Keisuke Kinoshita(NTT), Thilo von Neumann(Paderborn University), Marc Delcroix(NTT Communication Science Laboratories), Tomohiro Nakatani(NTT Corporation) and Reinhold Haeb-Umbach(Paderborn University)
Abstract:
Recently, the separation performance was greatly improved by time-domain audio source separation based on dual-path recurrent neural network (DPRNN). DPRNN is a simple but effective model for a long sequential data. It first splits the input data into short chunks and alternately applies an intra-chunk and an inter-chunk RNNs, for local and global modeling, respectively. While DPRNN is quite efficient in modeling a sequential data of the length of an utterance, i.e., about 5 to 10 second data, it is harder to apply it to longer sequences such as whole conversations consisting of multiple utterances. To mitigate this problem, this paper proposes a multi-path RNN (MPRNN), a generalized version of DPRNN, that models the input data in a hierarchical manner. In the MPRNN framework, the input data is represented at several (>3) resolutions, each of which is modeled by a specific RNN sub-module.
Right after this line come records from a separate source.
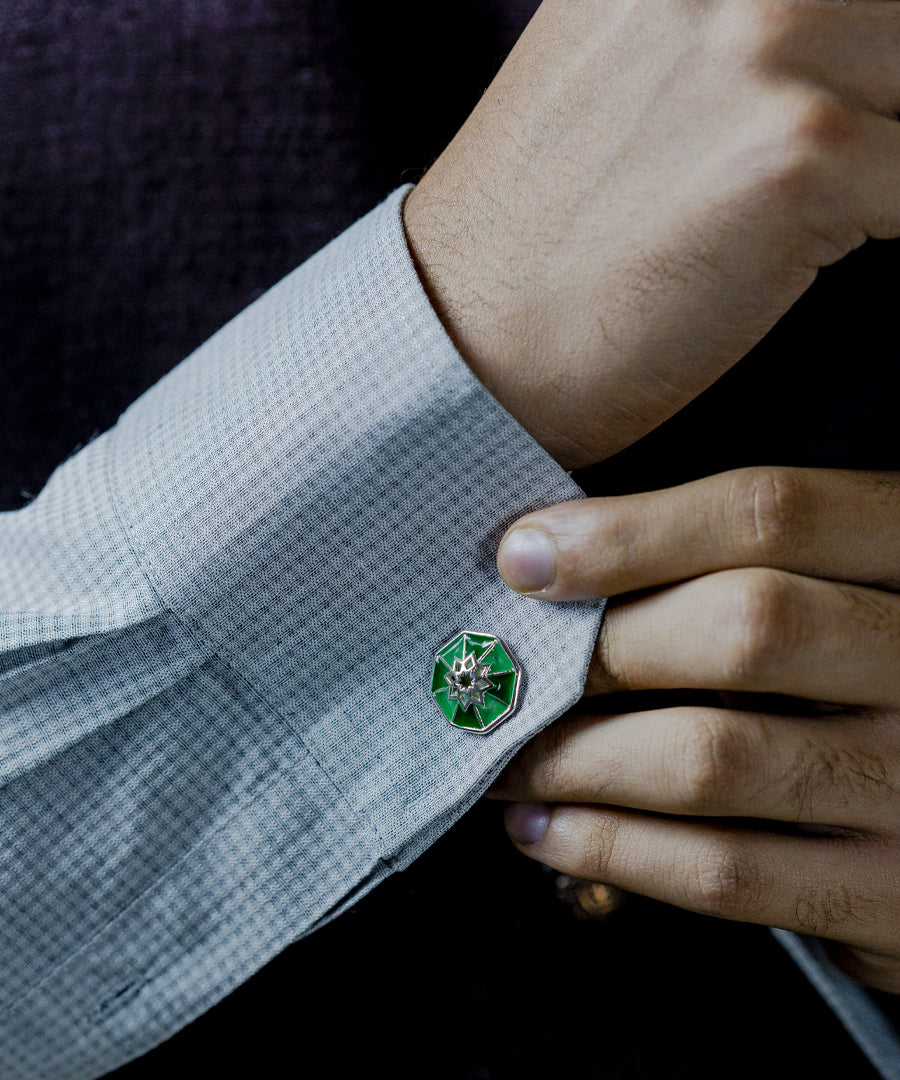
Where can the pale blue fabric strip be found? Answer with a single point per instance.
(871, 1029)
(217, 624)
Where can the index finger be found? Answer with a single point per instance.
(823, 523)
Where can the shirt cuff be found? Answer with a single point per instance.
(303, 513)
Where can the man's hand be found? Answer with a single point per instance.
(644, 190)
(773, 810)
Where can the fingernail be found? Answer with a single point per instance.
(527, 559)
(526, 822)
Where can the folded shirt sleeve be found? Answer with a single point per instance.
(217, 628)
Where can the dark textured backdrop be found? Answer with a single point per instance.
(163, 163)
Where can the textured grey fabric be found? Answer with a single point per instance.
(217, 628)
(850, 1001)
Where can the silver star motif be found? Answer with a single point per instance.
(468, 680)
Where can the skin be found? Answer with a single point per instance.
(631, 206)
(754, 582)
(636, 200)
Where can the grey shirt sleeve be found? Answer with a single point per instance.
(217, 625)
(217, 628)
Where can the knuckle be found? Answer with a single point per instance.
(727, 882)
(715, 759)
(763, 623)
(766, 509)
(824, 770)
(825, 907)
(878, 970)
(816, 125)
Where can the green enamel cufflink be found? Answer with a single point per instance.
(475, 682)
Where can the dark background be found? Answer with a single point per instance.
(161, 165)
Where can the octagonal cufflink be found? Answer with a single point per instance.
(475, 682)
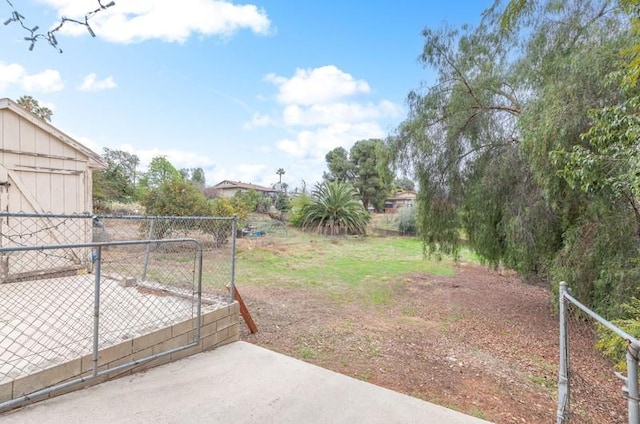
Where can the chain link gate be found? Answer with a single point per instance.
(108, 279)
For example, the RNN sub-module that deals with the finest resolution may model temporal relationship within a phoneme, while the RNN sub-module handling the most coarse resolution may capture the relationship between utterances such as speaker information. We perform experiments using simulated dialogue-like mixtures and show that the proposed MPRNN outperforms the current state-of-the-art DPRNN framework.